In what appears to be a clear signal that demand remains strong for consumer staples, fast moving consumer goods (FMCG) companies reported good numbers for the September quarter, with a close to 20 per cent top line growth for most firms. In some cases, such as Dabur, Marico and Godrej Consumer Products, the top line growth was higher at 23-30 per cent.

This was largely driven by robust demand in rural areas, said market experts. While most firms did not give the urban-rural sales break-up, sector analysts said rural sales stood at 35-40 per cent of the total sales. Over the last few years, rural sales constituted 25 per cent of the total sales.

 

On the bottom line front, barring a few companies, most others reported double-digit growth, indicating they managed their expenditure quite well during the quarter.(Click here for PERFORMANCE REPORT CARD)

Arnab Mitra, FMCG analyst at city-based brokerage Indiainfoline, said, “Definitely, most firms performed better than expected. At a time when inflation and interest costs have hit share of wallet, it did come as a bit of a surprise that consumer staple firms did well. It shows that demand is holding up.”

While gross margins did contract by 200-400 basis points (bps), thanks to input cost pressures, companies were prudent enough to bring down advertising and sales promotion expenditure, which as a percentage of sales was lower by 200 bps.

Firms also took up prices during the quarter, much more than they did in the June quarter, to deal with inflationary pressures. But most admitted they would be careful while using this tool. On an average, companies took up prices by at least 10 per cent during the quarter. In categories such as coconut oil and edible oil, where input cost pressures have been severe, the quantum of price increases was more, at 30 per cent during the quarter. In the June quarter, price hikes were six-seven per cent.

The result of all these measures was that most companies managed to sustain operating profit margins during the three months to September. Some such as Hindustan Unilever showed an improvement in operating profit margins by about 138 bps, while firms such as Marico saw a decline of 80 bps.

At a time when competitive pressures remain steep, bringing down ad spends is not easy, say analysts. But Dabur chief executive Sunil Duggal said managing allied expenditure remained crucial in the company’s fight to contain inflation.

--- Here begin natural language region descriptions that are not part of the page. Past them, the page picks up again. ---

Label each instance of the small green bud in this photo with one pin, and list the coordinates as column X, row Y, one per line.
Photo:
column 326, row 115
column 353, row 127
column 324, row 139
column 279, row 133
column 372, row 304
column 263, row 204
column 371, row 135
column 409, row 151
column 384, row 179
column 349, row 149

“Price hike is an option, but it has to be used prudently. What then is available to you is a disciplined approach to managing costs. That is an important tool,” he said.

Most companies are likely to continue focusing on the top line growth even as they keep a hawk’s eye on underlying costs. “Top line will be driven by both volume and price-led growth,” said Kaustubh Pawaskar, FMCG analyst at Sharekhan. But firms are likely to feel less pressure on input costs by the fourth quarter of the financial year, as prices begin to come off.

“The trend is already beginning to show,” said Mitra. “This will improve by the fourth quarter,” he said.